FIG. 2C is a side view of the intake airflow flowing through the gap between the flow straightening plates. FIG. 2D is a rear view of the intake air flowing through the outlet of the current plate.

FIG. 3 (a) is a cross-sectional view of a throttle control device showing a conventional technique, and is a side view of a throttle valve as viewed from an axial direction of a throttle shaft. FIG. 3B is a rear view of the throttle valve viewed from the downstream side.
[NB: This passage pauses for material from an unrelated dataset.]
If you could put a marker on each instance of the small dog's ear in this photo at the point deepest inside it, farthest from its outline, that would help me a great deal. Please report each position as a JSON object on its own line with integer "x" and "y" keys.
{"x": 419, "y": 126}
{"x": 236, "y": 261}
FIG. 3C is a side view thereof.

FIG. 4 (a) is a cross-sectional view of a throttle control device showing a conventional technique, and is a top view of a throttle valve viewed from an upstream end portion side. FIG. 4B is a front view of the throttle valve viewed from the upstream side.

FIG. 5 (a) is a schematic diagram showing a state in which the subdivided intake air flows merge at the end of a conventional straightening vane. FIG. 5 (b)
FIG. 4 is a front view of the intake airflow flowing through the inlet of the current plate. FIG.
(C) is a side view of the intake airflow flowing through the gap of the current plate.
FIG. 5D is a rear view of the intake air flowing through the outlet of the current plate.

[Explanation of symbols]

 2 Throttle shaft 3 Throttle valve 3a Upstream tip 3b Rectifier plate 3f Downstream tip

Claims (2)

[Claims] 1. A throttle control device for adjusting an intake air amount by opening and closing a throttle valve fixed to a throttle shaft rotatably provided across an intake passage. A throttle control device for an internal combustion engine, characterized in that a cross-sectional shape of a straightening plate provided on a rear surface of the valve up to the reverse side is formed in an inverted trapezoidal shape that becomes wider toward a downstream side. 2. The throttle control device for an internal combustion engine according to claim 1, wherein said rectifying plate is also provided on a valve front surface between a downstream end portion of said throttle valve and said throttle shaft.